To attract the attention of a honey hunter the honeyguide emits a distinctive chattering call 5.

 

They then flit from tree to tree, towards the honey bee nest, perching and spreading the tail to expose two conspicuous white spots.

This behaviour was reported as long ago as 1588. João dos Santos, a Portuguese missionary, described the ability of the bird to lead honey hunters to bees’ nests (and also described how the bird would enter the church to eat the wax candles).

Guiding by honeyguides is very effective.

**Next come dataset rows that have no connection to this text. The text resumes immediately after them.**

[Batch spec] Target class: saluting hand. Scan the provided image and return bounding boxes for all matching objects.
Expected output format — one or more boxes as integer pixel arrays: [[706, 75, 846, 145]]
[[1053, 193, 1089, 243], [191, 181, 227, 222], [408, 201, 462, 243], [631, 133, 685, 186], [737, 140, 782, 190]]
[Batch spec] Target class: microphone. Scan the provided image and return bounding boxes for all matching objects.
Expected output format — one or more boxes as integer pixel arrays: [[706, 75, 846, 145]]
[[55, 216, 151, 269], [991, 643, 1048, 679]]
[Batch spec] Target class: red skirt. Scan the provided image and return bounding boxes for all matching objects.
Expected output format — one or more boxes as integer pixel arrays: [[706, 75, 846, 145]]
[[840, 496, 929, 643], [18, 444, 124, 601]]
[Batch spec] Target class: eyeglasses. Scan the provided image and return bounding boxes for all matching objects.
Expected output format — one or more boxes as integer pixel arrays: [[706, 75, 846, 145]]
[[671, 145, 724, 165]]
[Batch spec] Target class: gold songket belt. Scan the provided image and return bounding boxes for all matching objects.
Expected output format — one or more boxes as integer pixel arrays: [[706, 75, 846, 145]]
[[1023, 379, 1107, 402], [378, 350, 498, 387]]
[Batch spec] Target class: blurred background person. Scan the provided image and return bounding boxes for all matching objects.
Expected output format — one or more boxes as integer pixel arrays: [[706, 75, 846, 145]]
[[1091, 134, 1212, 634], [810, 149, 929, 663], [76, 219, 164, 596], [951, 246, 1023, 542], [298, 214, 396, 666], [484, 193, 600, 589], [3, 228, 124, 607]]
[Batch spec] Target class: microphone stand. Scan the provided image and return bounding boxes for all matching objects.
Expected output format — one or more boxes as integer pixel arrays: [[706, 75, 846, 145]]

The honey hunters have learned to recognise the distinctive call, flight and perching activity of the bird 6. Studies have shown that ~75% of guiding events lead to the successful identification of at least one nest. 95% of these were honey bees nests and the remainder were stingless bees.

Smoke ’em out

Once the nest has been located the honey hunter uses smoke to calm the bees. Often the nests are located high up in the tree so the hunters attach some smouldering wood to a long pole and hold it near the nest entrance. They can then climb the tree and approach safely.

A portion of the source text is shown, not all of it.